Une série de fortes explosions ont secoué le centre de Kaboul, samedi 21 novembre, et ont fait au moins huit morts, a déclaré le porte-parole du ministre de l'Intérieur Tariq Arian. "Vers 8h40 ce matin, les terroristes ont tiré 23 roquettes sur la ville", a assuré ce dernier. Le porte-parole de la police de la capitale afghane, Ferdaws Faramarz, a confirmé ces détails et ce bilan. Les explosions se sont produites dans des zones densément peuplées de la capitale afghane, près de la Zone verte où se trouvent ambassades et compagnies internationales.

Le groupe Etat islamique (EI) a revendiqué ces tirs. Avec "28 roquettes Katioucha", les "soldats du califat ont pris pour cible la Zone verte (...) où se trouvent le bâtiment de la présidence afghane, les ambassades des pays croisés, et les sièges des forces afghanes", dit leur communiqué publié sur les chaînes Telegram de l'organisation jihadiste.

Ross Wilson, le chargé d'affaires américain à Kaboul, a condamné l'attaque sur Twitter. "Les Etats-Unis vont continuer à travailler avec nos partenaires afghans pour éviter ce type d'attaques", a-t-il écrit.

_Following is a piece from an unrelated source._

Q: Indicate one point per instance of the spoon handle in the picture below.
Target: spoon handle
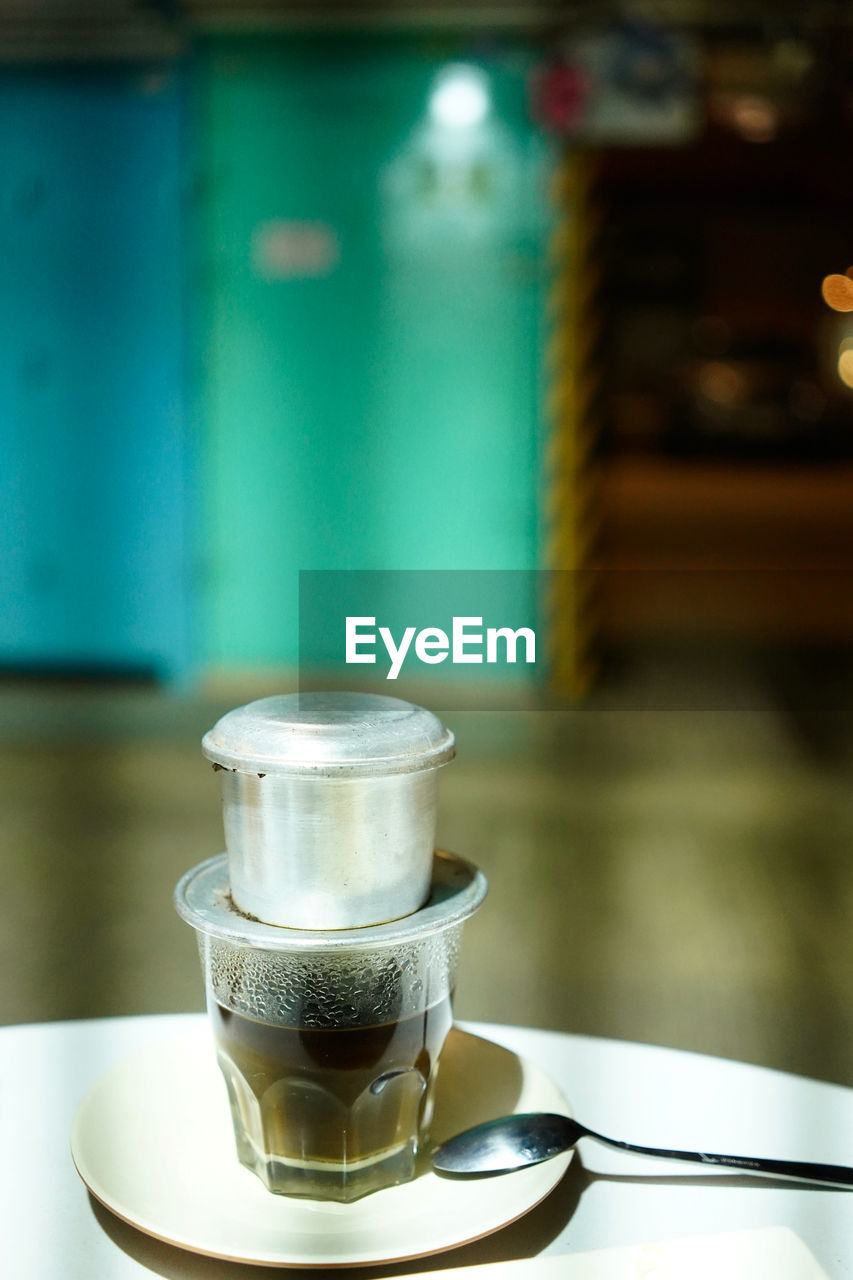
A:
(799, 1170)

Le ministère de l'Intérieur afghan a par ailleurs déclaré que deux petites explosions de "bombe collante" avaient été signalées plus tôt samedi, dont une qui a frappé une voiture de police, tuant un policier et en blessant trois autres. L'attaque survient avant les rencontres prévues samedi à Doha, capitale du Qatar, entre le secrétaire d'Etat américain Mike Pompeo et les négociateurs des talibans et du gouvernement afghan, qu'il doit voir séparément.

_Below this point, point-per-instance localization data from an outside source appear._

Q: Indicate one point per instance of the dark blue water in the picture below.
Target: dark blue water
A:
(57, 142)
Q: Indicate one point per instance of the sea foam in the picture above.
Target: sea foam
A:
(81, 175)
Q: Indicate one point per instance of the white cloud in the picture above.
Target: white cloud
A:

Trump et Biden d'accord pour un retrait

Les talibans se sont engagés à ne pas attaquer les zones urbaines aux termes d'un accord de retrait de l'armée américaine, mais les autorités de Kaboul ont accusé les insurgés d'autres attaques récentes dans la capitale. Plus tôt dans la semaine, le Pentagone avait annoncé le retrait prochain de quelque 2 000 soldats d'Afghanistan, accélérant ainsi le calendrier établi lors d'un accord signé en février à Doha entre Washington et les talibans, qui entérinait le retrait complet des troupes à la mi-2021. Donald Trump, comme Joe Biden, souhaite mettre un terme à la guerre en Afghanistan.

Une vague de violence secoue le pays depuis des mois. Au cours des six derniers mois, les talibans ont mené 53 attentats-suicides et déclenché 1 250 explosions, qui ont fait 1 210 morts et 2 500 blessés parmi les civils, a déclaré cette semaine le porte-parole du ministère de l'Intérieur, Tariq Arian.